A simple and lightweight C++11 library to easily set up genetic algorithms.
This library was written to provide a complete - yet easy-to-use - C++ solution to set up genetic algorithms.
- Single C++11 header file without external dependencies
- Handles 3 types of selection: roulette wheel selection, stochastic universal sampling and tournament selection
- Handles chromosomes with varying lengths
- Can run the algorithm in a separate thread to allow the user to stop it whenever he wants to (can be useful with a GUI on top for example)
You need to create a class inheriting SGA::GeneticAlgorithm and implement the 2 pure virtual functions.
One way to do this is to follow these instructions:
- Open genetic_algorithm.cpp (in subclass_template) and copy its contents to your code
- Replace
myTypeby the type of your genes (int,floator a custom class for instance) - Implement the 2 functions
randomType()andscore() - Optionally implement the
print()function - Copy the library (sga.hpp) next to genetic_algorithm.cpp (or another include path)
- Don't forget to enable C++11 support for your compiler (
-std=c++11for GCC) and link to-pthread(if you use the non-blocking option)
This libray is licensed under the Do What The Fuck You Want Public License.
- Finish test
- Finish example 2
- Finish example 3
- Add novelty search
- Add algorithm clusters
- Add pictures to readme
One of the basic activities of living organisms is to reproduce.
Reproducing (usually) requires two individuals. The couple will be formed depending on many parameters: whoever is here at that precise time, which one is the strongest, etc. We will call this process the selection.
When reproducing, the two individuals share their chromosomes. They exchange genes which encode traits, creating a new and unique individual. This is the recombination.
Also, during the reproduction, mutations can happen within the chromosomes and create completely new traits.
Thanks to these two last steps, individuals with new abilities will join their siblings. These new abilities might be terrible and they will die quickly, or they might be very well suited to their environment and allow them to live longer. Hence, they will probably reproduce more and the new ability will spread inside the species. This is the very basics of natural selection.
Genetic algorithms mimic natural selection to find solutions to problems.
Let's say you have a problem you don't know how to solve, but you can however evaluate potential solutions. The most simple thing to do is to randomly try every solution until you find the best one (brute-force technique). Of course, it will be very computationally expensive, and there's certainly a way you can do better. Here come, among others, genetic algorithms.
Let's first define some terms:
- A population is a set of chromosomes
- A chromosome is a set of genes
- A gene is a value of a certain type, as chosen by the programmer (historically a gene is a bit and chromosomes are bit strings)
NB: Here, what we call a gene should actually be a nucleotide but hell, we're not biologists.
Here is what genetic algorithms do, on a high level of abstraction:
- Randomly generate a population of chromosomes
- Repeat until ending criterion is met (eg. a good enough chromosome was found):
- Evaluate all the individuals (compute a fitness score)
- Select two individuals
- Recombine them (cross their genes)
- Operate some mutations with a low probability
We will now detail the three main operations, also known as genetic operators.
How do we select which individuals will mate?
Fitness proportionate selection
This technique, also called roulette wheel selection, works by attributing the slots of a roulette wheel to the individuals of the population and then randomly picking one of them (just like if we spinned the wheel). However, the size of the slots are proportional to the fitness scores of the individuals. Hence, a better individual will have more chances to get picked.
TL;DR: randomly pick an individual with more probability for better individuals.
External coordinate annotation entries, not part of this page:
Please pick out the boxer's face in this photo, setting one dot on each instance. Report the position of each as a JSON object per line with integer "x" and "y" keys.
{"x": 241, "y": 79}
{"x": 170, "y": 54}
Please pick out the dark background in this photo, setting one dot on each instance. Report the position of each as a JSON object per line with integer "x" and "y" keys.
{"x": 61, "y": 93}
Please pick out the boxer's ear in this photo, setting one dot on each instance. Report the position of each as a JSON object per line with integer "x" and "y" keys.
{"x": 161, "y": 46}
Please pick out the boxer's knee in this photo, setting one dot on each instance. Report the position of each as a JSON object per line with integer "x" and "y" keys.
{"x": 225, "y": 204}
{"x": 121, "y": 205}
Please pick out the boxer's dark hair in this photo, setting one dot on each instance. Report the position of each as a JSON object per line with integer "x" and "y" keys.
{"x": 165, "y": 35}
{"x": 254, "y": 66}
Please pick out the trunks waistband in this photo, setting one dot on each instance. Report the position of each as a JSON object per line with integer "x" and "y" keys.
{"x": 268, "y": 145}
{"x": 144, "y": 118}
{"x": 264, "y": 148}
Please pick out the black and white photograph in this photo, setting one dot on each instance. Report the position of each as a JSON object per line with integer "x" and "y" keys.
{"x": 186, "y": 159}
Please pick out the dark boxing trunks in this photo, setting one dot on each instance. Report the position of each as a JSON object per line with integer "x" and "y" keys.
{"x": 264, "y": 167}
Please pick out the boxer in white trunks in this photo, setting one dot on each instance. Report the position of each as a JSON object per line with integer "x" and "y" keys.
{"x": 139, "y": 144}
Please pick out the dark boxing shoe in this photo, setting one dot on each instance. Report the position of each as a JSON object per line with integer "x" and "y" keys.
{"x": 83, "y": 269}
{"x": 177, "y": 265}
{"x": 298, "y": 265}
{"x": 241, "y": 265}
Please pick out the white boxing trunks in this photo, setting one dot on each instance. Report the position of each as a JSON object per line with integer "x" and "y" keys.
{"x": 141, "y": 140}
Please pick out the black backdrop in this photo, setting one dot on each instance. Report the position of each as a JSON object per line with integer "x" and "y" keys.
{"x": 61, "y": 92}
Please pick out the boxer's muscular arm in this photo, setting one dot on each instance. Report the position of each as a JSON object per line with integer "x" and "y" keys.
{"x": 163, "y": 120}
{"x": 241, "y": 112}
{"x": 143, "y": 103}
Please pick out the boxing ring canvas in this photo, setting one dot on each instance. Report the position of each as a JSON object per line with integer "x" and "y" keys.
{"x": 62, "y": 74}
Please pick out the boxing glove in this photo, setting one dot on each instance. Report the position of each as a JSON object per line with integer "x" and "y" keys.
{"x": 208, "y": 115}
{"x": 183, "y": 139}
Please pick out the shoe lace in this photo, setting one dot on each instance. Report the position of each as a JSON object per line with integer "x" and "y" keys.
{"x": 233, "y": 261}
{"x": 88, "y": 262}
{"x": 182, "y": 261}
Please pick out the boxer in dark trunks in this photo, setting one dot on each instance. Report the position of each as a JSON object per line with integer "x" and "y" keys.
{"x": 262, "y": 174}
Stochastic universal sampling
This is the same thing as roulette wheel selection except that instead of having one selection point, we have multiple ones, and they are evenly spaced. Just imagine a roulette wheel with not one selection point but four, separated by 90 degrees each, for example. This gives more chances to weaker individuals to get selected.
TL;DR: randomly pick multiple individuals at the same time but still with more probability for better individuals.
Tournament selection
In tournament selection, we randomly choose a few individuals and keep the best one of them.
TL;DR: really?
Comment: note that if the tournament size is 1, it is actually not the same thing as roulette wheel selection because all the individuals have the same probability to be selected for the tournament.
The selected chromosomes then go to recombination and mutation and this process is repeated until a new population with the same size as the previous one is generated. In some cases, it can be interesting to select a certain percentage of the population only (this is called elitism) but then you will eventually end up with a population of one individual. For this reason, it is not very common.
Once we have our two chromosomes to cross (we can have more but the usual way is to cross two), how do we choose the genes to exchange?
The trivial way to do this is to cut the chromosomes at a single and constant point, then exchange the last two parts for example. You can also cut at multiple predefined points, but your chromosomes need to have a fixed length.
For chromosomes with variable lengths, one quite generic possibility is to randomly create a list of cut points and then exchange some of the segments created.
For more details, please read the wikipedia article.
Finally, once the new chromosomes are generated, they have to deal with their fate (wow, deep).
With a low probability (usually less than one percent), some of their genes will be randomly replaced by new genes, hence making sure we don't get stuck in a local minima of the solution.
You might enjoy reading this.
The whole library is enclosed in the SGA namespace.
Fitness scores are double but can easily be changed into anything you want (you should however keep a floating point type).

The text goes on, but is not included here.